Cada 26 de septiembre, el mundo cristiano celebra la festividad de San Cosme y San Damián, dos hermanos gemelos conocidos por su dedicación a la medicina y su fe inquebrantable. Nacidos en el siglo III en Arabia, ejercieron la medicina de manera gratuita, ganándose el título de “anárgiros”, que significa “sin dinero” en griego. No solo sanaban cuerpos, sino también almas, combinando sus conocimientos médicos con una profunda fe cristiana.
Cosme y Damián se convirtieron en leyenda por sus curaciones milagrosas.

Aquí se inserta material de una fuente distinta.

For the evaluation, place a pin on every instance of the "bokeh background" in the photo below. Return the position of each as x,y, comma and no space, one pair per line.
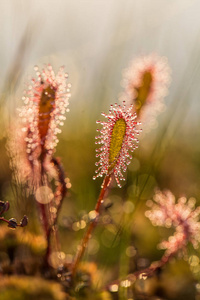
95,41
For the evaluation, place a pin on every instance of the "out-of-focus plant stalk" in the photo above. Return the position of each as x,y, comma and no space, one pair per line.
87,236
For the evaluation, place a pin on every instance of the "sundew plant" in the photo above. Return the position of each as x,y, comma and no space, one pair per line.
138,237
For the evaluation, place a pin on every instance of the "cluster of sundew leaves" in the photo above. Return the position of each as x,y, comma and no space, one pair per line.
118,139
35,134
46,102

Entre los relatos más famosos destaca el de un hombre cuya pierna infectada fue reemplazada por la de un difunto, en un milagroso trasplante atribuido a la intervención divina. Su altruismo y habilidades los hicieron célebres en toda la región de Cilicia, y atrajeron tanto a quienes buscaban cura física como espiritual.
Durante las persecuciones del emperador romano Diocleciano, ambos hermanos fueron arrestados por su fe cristiana. Sometidos a terribles tormentos, se negaron a renunciar a su creencia, lo que finalmente les costó la vida cuando fueron decapitados. Su martirio los convirtió en símbolos de coraje y devoción, y rápidamente su culto se expandió por el Imperio Romano.

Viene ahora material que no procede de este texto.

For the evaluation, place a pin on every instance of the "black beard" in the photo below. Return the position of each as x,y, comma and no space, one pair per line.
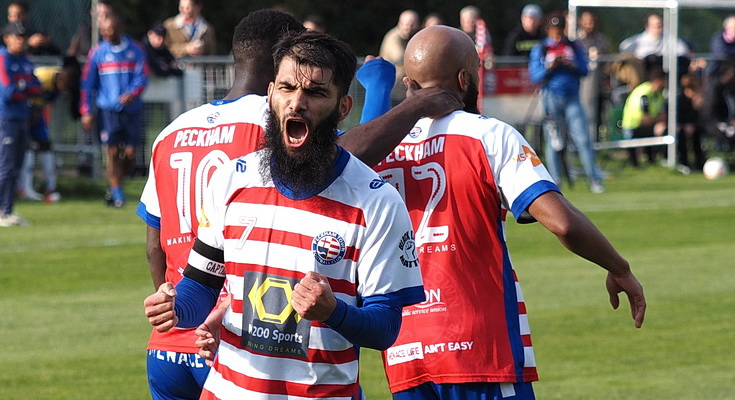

Aunque no se conoce la fecha exacta de su canonización, el culto a San Cosme y San Damián se consolidó pronto. Ya en el siglo V, el Papa Félix IV les dedicó una basílica en el Foro Romano, que sigue siendo un lugar de peregrinación. Son venerados como los patronos de médicos, cirujanos, farmacéuticos y barberos, y se les invoca en tiempos de epidemias y enfermedades.

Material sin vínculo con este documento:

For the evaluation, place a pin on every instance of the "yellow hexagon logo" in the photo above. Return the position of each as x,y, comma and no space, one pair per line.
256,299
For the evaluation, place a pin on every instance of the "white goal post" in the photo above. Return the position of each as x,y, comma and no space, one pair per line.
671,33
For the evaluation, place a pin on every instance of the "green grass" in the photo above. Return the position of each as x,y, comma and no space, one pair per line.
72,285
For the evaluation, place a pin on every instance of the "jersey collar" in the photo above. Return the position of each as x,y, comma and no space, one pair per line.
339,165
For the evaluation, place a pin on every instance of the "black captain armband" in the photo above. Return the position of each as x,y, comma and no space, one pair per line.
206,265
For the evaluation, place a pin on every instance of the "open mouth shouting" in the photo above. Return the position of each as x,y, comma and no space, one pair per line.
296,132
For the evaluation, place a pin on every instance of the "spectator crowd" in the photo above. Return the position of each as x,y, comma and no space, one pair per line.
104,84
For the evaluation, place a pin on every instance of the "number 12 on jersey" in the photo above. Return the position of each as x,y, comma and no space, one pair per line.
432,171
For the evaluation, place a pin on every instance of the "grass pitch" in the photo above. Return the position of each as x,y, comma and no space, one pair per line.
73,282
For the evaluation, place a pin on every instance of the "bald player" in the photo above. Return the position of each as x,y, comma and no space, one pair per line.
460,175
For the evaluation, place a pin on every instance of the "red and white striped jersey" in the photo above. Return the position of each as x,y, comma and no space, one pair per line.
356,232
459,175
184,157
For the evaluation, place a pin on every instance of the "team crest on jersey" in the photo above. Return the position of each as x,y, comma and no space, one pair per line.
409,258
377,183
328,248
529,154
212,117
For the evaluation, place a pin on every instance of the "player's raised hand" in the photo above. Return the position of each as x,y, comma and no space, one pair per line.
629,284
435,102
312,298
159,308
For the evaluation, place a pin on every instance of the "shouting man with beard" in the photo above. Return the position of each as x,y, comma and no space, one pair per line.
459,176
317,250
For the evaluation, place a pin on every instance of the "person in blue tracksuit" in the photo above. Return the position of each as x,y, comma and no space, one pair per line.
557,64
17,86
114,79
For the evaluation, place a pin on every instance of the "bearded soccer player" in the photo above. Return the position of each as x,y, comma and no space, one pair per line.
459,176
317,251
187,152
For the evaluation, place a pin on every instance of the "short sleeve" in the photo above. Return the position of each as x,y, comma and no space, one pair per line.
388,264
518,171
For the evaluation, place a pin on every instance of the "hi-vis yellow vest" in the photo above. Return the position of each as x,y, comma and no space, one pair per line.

Hoy en día, su festividad es celebrada en diversas partes del mundo, especialmente en España, Italia y América Latina. En España, la festividad incluye romerías y procesiones en localidades como Andorra (Teruel) y Baños de Río Tobía (La Rioja). En Brasil, la “Festa de São Cosme e Damião” es una festividad popular, donde se reparten dulces a los niños como símbolo de la generosidad de los santos.
San Cosme y San Damián siguen siendo, siglos después de su martirio, un símbolo de esperanza, fe y sanación para millones de personas en todo el mundo. Su legado perdura no solo como mártires cristianos, sino como pioneros de la caridad y la medicina al servicio de los más necesitados.
Oh, gloriosos San Cosme y San Damián, santos médicos y mártires, intercedan por nosotros ante Dios para que nos conceda salud de cuerpo y alma. Que su ejemplo de caridad y servicio ilumine nuestro camino, y que con su ayuda podamos encontrar alivio en nuestras enfermedades y fortaleza en nuestra fe. Amén.